First week of conflict: how stock markets are reacting
The attacks by Russian troops on Ukraine continue to put the markets on edge, with no way of predicting the true consequences of not only the armed conflict, but also the decisions made in the economic arena to stop Russia's advance. For the time being, according to Alberto Matellán, chief economist at MAPFRE Inversión, in an interview on Radio Intereconomía, “the markets’ reaction to the conflict has not been as catastrophic as we might have expected.” In the expert’s opinion, as the invasion progresses, the markets’ behavior will depend on both the duration of the crisis and “the decisions that will be made by the central banks,” especially the ECB. “The longer the conflict lasts, the laxer monetary policies will be, which will affect the markets,” he stated.
Despite this turmoil, the hope remains that the dust will settle, and every diplomatic solution will be exhausted until the last moment.
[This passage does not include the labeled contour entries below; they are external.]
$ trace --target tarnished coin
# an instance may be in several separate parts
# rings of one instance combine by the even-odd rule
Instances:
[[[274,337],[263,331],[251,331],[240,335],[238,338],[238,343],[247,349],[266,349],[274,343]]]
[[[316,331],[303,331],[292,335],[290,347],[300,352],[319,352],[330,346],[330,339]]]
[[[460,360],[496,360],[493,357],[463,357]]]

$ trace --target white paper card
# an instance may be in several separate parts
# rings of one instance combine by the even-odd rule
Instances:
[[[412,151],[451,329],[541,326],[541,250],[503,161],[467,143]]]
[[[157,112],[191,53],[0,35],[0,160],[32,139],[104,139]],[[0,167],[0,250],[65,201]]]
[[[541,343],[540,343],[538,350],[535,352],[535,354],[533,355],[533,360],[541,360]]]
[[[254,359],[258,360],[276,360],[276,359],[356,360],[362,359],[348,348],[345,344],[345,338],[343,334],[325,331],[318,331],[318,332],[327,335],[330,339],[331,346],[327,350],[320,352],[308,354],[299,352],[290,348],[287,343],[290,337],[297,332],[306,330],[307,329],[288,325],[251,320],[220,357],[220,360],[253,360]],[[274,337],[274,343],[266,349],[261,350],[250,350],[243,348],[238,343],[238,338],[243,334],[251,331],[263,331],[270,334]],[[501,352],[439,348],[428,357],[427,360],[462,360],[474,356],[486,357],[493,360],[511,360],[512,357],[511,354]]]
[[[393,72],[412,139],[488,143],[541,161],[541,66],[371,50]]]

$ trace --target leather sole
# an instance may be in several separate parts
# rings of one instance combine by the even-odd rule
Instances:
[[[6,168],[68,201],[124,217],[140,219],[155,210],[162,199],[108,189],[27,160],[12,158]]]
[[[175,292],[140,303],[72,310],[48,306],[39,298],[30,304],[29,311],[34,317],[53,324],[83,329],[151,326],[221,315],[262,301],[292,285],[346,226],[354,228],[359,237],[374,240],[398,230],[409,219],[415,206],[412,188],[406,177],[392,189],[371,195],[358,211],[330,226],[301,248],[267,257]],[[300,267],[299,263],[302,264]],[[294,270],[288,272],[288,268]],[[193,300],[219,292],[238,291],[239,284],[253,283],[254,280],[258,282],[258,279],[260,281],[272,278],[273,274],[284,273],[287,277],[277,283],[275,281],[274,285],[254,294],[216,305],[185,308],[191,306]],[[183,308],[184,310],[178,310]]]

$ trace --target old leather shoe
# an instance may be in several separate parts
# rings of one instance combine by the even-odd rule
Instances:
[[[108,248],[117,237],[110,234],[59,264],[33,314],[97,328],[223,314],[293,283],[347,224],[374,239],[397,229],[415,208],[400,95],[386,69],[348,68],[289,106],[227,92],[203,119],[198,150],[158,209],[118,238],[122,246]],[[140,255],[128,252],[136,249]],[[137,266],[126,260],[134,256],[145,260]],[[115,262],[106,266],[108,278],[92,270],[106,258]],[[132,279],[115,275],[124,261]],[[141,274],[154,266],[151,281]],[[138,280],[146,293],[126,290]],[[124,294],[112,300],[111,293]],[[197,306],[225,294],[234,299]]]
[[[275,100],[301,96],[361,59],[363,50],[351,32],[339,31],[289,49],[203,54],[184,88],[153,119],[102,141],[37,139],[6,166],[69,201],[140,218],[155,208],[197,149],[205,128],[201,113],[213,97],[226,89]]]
But the United States has expressed more skepticism in this regard. Although Biden warned in his State of the Union speech that Putin would pay a high price for invading Ukraine (if he is not already paying through sanctions), U.S. intelligence has hinted that “the worst is yet to come.” After all, according to Daniel Sancho, head of investments at MGP, “when you have a blank canvas there are always risks, but the current ones are quite serious.”
Therefore, the challenge for the European economy (more so than the U.S. economy) over the coming weeks will be the presence of severe risks. In what way? On three fronts:
- Lack of confidence. Alberto Matellán believes that this aspect “generates instability,” albeit indirectly, but no less importantly. While this uncertainty was previously driven by other factors, the current situation is adding fuel to the fire, “and it will be difficult to predict the consequences of all this,” Daniel Sancho asserted. This is reflected by the VIX (volatility index), which has picked up on investors’ fears and is currently at its “highest levels since October 2020.” What is the problem? In MGP’s opinion, there is a lot of noise. “We’re seeing lots of short-term news that only serves to generate volatility around risk assets,” the expert explained. Therefore, investors are now turning to more defensive positions, such as fixed income, with the aim of avoiding greater problems in their portfolios.
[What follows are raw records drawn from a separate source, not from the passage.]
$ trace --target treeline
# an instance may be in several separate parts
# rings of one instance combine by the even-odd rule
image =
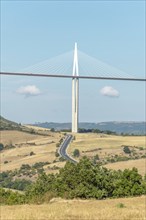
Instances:
[[[142,178],[136,168],[114,171],[83,158],[78,164],[67,162],[58,174],[41,174],[25,195],[2,189],[0,194],[4,204],[43,203],[52,197],[105,199],[138,196],[146,194],[146,176]]]

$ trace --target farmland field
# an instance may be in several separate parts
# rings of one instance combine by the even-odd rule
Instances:
[[[145,136],[116,136],[106,134],[75,134],[73,142],[68,148],[68,153],[73,155],[75,149],[80,151],[80,157],[87,156],[93,158],[98,155],[99,159],[108,160],[108,158],[127,157],[130,155],[123,152],[123,146],[128,146],[133,152],[134,159],[120,161],[116,163],[108,162],[106,167],[110,169],[124,169],[137,167],[139,173],[146,173],[146,159],[141,158],[146,154],[146,137]],[[78,160],[79,158],[76,158]]]
[[[52,163],[56,159],[56,144],[63,135],[48,132],[46,136],[21,131],[1,131],[1,143],[13,146],[1,152],[1,172],[18,169],[22,164]],[[31,152],[34,154],[30,155]]]

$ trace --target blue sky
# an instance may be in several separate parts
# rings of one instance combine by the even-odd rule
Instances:
[[[143,77],[145,1],[1,1],[1,71],[55,57],[74,42],[90,56]],[[34,93],[26,96],[28,86]],[[107,86],[119,96],[101,94]],[[1,76],[1,114],[22,123],[70,122],[71,80]],[[79,115],[82,122],[143,121],[145,83],[80,80]]]

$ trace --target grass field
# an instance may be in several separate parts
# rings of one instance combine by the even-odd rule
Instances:
[[[146,197],[1,206],[1,220],[145,220]]]
[[[60,133],[50,131],[48,136],[21,131],[1,131],[1,143],[14,145],[14,148],[1,152],[1,172],[18,169],[22,164],[52,163],[56,159],[56,144],[62,136]],[[30,152],[34,152],[34,155],[30,156]]]
[[[130,146],[139,156],[146,153],[145,136],[114,136],[94,133],[75,134],[75,140],[70,144],[68,153],[72,155],[75,149],[79,149],[79,158],[83,156],[92,158],[96,154],[98,154],[100,159],[105,159],[107,157],[112,158],[115,155],[127,156],[123,152],[123,145]],[[140,147],[142,147],[143,150],[140,150]],[[109,163],[105,166],[116,170],[136,167],[142,175],[146,173],[146,159]]]

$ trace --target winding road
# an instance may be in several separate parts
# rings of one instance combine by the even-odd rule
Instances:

- Higher inflation. Russia is an important provider of energy to Europe, whose prices could push the price level above 6.5% (currently at 5.8% in the Eurozone). Although the oil rally is expected to continue its upward course, MAPFRE Inversión points out that the concern is that pressure on inflation will “ultimately be passed on to salaries.”
- Lower growth. “A rise in inflation decreases purchasing power, which reduces cash flow and investment.”
The fact is that the recent economic sanctions imposed by the West have shown that we are facing a de facto “economic war”: the crash of the ruble, the exodus of foreign investment, and the expulsion of Russian banks from the SWIFT international payment system have left Russia in a financially weak position. Although the most direct consequence is the deterioration of the Russian economy (which, by the way, is a problem not only for the Kremlin, but also Russian citizens), Alberto Matellán noted that sanctions could take their toll outside the country. The risks are: “Putin could look for trade alternatives in China; being excluded from SWIFT, some loans from Europe are not collectible; and, if assets in dollars are frozen, it could become the wrong currency to hold capital.” In any case, the pressure on Putin will continue (we don't know for how long), but as the experts know, a weakened enemy can be even more dangerous.
One of the problems making investors’ heads spin is the incessant news. In Daniel Sancho's opinion, we are facing a situation with lot of noise. “We’re seeing lots of short-term news that only serves to generate volatility around risk assets,” the expert explained.
The current context could trigger structural changes in portfolios, with investors moving “towards more defensive positions.” According to Matellán, this movement should take place “if you are not comfortable with your position” and “with an advisor's help.”